Perhaps it seems like I’m being paranoid. After all, the same objection could be applied to any major economic revolution. What will people do if they can’t all work on farms? They’ll work in factories. Theoretically, new jobs, ones we never foresaw, will replace the jobs we’ve lost. I’m still not sure this eliminates the need for UBI or something like it, though. Every major shift in the economic status quo has produced an accompanying shift in government economic policy. The AI revolution will be massively disruptive, and if we want to avoid having a huge, disgruntled underclass with no opportunities and nothing to lose, we’ll need to prepare for that disruption. Robots work for free, but people still need to feed their families. Robots don’t buy things, but “[m]arkets need consumers to sell things to.” “[Y]ou cannot collect income tax from robots or software,” but the government still needs revenue, and the same companies that are driving automation are dodging taxes by reinvesting profits into the very automation that’s putting its workers out of their jobs.

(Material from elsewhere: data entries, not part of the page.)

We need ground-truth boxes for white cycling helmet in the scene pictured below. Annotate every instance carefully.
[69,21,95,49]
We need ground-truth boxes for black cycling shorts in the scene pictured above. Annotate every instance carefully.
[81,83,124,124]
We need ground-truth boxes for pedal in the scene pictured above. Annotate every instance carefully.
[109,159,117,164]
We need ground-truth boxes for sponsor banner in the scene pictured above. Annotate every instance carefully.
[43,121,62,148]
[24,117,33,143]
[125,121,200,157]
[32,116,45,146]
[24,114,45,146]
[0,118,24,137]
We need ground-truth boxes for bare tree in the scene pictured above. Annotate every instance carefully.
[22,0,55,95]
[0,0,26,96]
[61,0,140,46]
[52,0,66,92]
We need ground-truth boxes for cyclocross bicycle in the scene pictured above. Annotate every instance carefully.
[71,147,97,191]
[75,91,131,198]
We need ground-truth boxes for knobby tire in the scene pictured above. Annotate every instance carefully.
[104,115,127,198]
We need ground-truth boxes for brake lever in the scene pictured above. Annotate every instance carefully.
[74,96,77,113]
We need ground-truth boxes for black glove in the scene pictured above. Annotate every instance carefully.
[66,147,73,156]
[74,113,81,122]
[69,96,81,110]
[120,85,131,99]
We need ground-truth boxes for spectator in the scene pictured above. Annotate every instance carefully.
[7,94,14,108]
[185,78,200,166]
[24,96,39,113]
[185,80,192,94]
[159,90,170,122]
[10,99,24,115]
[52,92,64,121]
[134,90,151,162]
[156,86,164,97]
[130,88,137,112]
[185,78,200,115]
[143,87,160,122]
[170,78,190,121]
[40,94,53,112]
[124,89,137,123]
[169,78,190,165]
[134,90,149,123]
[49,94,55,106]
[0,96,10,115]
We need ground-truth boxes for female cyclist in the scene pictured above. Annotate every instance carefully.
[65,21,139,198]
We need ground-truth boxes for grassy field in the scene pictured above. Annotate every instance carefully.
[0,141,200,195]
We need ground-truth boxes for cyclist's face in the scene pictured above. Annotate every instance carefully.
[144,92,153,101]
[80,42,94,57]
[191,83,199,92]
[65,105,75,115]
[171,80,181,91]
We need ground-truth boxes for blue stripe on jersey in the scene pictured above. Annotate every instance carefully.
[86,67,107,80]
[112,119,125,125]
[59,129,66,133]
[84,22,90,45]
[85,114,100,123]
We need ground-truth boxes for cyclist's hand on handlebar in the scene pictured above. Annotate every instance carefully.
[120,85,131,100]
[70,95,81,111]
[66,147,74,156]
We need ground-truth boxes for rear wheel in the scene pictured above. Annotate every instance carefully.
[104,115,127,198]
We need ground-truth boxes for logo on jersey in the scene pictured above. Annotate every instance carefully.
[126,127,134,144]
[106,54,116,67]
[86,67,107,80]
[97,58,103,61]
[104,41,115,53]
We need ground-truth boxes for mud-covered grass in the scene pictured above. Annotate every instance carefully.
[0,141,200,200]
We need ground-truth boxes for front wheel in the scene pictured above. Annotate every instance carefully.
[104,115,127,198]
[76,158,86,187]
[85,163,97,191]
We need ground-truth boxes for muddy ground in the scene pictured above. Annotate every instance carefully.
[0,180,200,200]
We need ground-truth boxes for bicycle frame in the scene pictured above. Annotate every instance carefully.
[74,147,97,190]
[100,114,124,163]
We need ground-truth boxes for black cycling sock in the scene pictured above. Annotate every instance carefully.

Am I still suspicious of how Yang would pay for this massively expensive program? Of course. A quick estimate ($12,000 times about 200,000,000 American adults) comes to $2.4 trillion a year. That’s over half the 2019 federal budget. Still, I’m no longer convinced that “give everyone $1,000 a month” is as stupid an idea as it sounds. It may still be too early for such a policy, but the future is coming fast and bringing unprecedented challenges. And thanks to one unlikely candidate, the solution might now be on our radar.

Grayson Quay is a freelance writer and M.A. at Georgetown University.